GENERASI
muda jangan hanya siap bertanding saja, namun juga harus siap
bersanding manakala kalah dalam permainan di semua tingkatan. Mulai dari
Pilkades, Pilkada hingga Pilpres. Hal ini penting dalam menjaga
keutuhan bangsa.
Bambang Soesatyo atau Bamsoet juga mengingatkan Polri, agar lebih
bijaksana dalam menangani aksi unjuk rasa agar Polri tidak selalu
menjadi target serangan atau pelampiasan amarah sejumlah orang.
“Dari
kecenderungan itu, saya mendorong pimpinan Polri mencermati dan
mendalami kasus-kasus serangan terhadap anggota dan sejumlah objek milik
Polri.
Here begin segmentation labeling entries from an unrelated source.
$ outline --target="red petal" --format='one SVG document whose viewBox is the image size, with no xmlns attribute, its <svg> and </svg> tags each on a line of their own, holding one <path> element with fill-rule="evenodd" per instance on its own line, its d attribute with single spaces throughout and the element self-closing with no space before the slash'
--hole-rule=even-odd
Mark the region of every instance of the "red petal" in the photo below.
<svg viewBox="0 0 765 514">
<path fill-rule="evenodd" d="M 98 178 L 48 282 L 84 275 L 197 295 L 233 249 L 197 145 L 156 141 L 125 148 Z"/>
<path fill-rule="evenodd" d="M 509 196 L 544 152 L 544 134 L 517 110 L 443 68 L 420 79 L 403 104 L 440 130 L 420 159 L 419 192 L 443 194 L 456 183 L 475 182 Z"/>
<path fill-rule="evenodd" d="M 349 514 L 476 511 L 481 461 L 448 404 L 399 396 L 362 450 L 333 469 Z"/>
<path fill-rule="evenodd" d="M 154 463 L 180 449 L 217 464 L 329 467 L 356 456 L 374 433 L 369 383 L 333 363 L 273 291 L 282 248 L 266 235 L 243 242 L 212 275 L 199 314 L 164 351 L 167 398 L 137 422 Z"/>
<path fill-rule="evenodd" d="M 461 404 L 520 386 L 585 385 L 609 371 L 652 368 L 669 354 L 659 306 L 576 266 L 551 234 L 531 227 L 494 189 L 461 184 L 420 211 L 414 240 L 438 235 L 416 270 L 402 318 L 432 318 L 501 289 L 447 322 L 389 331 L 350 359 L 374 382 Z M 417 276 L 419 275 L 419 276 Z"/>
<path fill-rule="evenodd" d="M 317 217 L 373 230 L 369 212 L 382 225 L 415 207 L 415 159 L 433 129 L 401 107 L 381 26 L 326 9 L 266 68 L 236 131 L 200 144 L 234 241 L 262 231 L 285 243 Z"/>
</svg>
Respons terukur Polri terhadap kecenderungan itu perlu untuk
menjaga moral prajurit dan menjaga optimisme masyarakat,” ujar Bamsoet
di sela-sela acara Silaturahmi dan Buka Puasa Bersama dengan para tokoh
Kelompok Cipayung di Jakarta, 27 Mei 2019.
Acara yang digelar oleh Kementerian Perguruan Tinggi dan Ristek dengan
tema “Merajut Kebangsaan Pasca Pilpres” itu dihadiri banyak tokoh
Kelompok Cipayung.
Antara
lain Menristekdikti Mohamad Nasir, Akbar Tanjung, Theo Sambuaga, para
Ketua Umum dan Sekjen Organisasi Ekstra Kampus yang tergabung dalam
Kelompok Cipayung Plus (PMII, PMKRI, GMKI, GMNI, HMI, IMM, Hikmabudhi,
KMHDI) dan alumni.
Polri, kata Ketua DPR, tidak boleh terlihat lemah di mata dan benak
masyarakat. Sebaliknya, Polri harus responsif terhadap segala bentuk
serangan yang bertujuan memperlemah moral prajurit dan merusak citra
institusi Polri.
Kedua upaya itu terlihat cukup intensif akhir-akhir ini.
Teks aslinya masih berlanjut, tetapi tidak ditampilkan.